Iraqi special forces enter city limits
Iraqi forces have for the first time entered the eastern outskirts of Mosul, as they attempt to drive Islamic State militants from the northern city. The troops are facing very stiff resistance. Rocket-propelled grenades and small arms fire are being directed at them.
Iraqi Prime Minister Haider al-Abadi has told IS militants dug in inside Mosul, which they have held since June 2014, to “surrender or die”.
Speaking at the Qayyarah airbase south of the city on Monday, Mr Abadi declared that government forces were approaching from all angles and would “cut off the head of the snake”.
About 50,000 Iraqi security forces personnel, Kurdish fighters, Sunni Arab tribesmen and Shia militiamen are involved in the two-weekold offensive to drive IS militants out of their last major urban stronghold in the country.
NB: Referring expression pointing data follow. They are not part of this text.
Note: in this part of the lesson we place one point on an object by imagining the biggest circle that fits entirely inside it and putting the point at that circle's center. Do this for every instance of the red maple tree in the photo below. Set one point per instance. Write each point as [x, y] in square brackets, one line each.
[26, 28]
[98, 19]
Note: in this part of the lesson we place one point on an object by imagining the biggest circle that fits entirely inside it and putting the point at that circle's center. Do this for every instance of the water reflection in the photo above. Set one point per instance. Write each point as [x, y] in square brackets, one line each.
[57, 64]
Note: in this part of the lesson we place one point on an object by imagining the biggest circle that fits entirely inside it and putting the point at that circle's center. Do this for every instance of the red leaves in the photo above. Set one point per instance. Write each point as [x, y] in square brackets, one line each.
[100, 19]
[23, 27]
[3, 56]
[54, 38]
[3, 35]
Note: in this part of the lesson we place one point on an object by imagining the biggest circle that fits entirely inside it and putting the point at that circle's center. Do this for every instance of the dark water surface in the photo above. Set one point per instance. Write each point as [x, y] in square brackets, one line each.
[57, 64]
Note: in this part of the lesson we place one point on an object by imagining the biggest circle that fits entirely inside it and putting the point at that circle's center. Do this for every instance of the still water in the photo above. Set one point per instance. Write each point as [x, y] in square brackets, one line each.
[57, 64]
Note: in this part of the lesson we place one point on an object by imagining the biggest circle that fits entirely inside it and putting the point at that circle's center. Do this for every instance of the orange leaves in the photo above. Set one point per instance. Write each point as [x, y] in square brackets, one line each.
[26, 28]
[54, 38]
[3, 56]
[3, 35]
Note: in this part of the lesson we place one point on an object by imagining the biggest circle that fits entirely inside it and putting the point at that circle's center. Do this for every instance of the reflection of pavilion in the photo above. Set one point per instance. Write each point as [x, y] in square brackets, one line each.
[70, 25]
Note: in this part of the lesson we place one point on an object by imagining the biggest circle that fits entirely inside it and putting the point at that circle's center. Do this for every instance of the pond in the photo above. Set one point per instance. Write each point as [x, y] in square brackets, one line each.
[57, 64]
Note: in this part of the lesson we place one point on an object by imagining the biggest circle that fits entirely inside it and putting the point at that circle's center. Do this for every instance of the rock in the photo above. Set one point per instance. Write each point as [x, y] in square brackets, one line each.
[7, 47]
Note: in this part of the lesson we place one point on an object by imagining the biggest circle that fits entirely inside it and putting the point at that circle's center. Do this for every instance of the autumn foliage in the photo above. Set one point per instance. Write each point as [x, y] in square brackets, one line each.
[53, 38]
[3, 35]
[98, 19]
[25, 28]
CTS units retook Bazwaya, the last village before Mosul’s eastern outskirts, in a dawn assault on Monday and then advanced on the Kukjali industrial zone.
They moved out again shortly before first light yesterday, this time with the aim of entering Mosul, almost two-and-a-half years since it fell to IS.
If the troops can establish a foothold, it will be a big day for Iraq and all the other countries involved in the fight against the jihadist group, our correspondent says.
However, they are coming up against much more fierce resistance than he has seen in the past few days.
The troops have responded to the RPG, machine-gun and sniper fire with heavy weapons, and also by calling in air strikes by the US-led coalition against IS.
The Iraqi army’s ninth armoured division is moving along the path cleared by the CTS troops and is reportedly 5km from the city limits.
Other army and Kurdish units are advancing from the south and north, while the Shia-led Popular Mobilisation force is seeking to seal off the western outskirts.
Before the operation began on 17 October, there were believed to be between 3,000 and 5,000 militants remaining in Mosul, along with up to 1.5 million civilians.
More than 17,900 residents have fled so far and, according to the UN’s worst-case scenario, as many as 700,000 others could follow suit.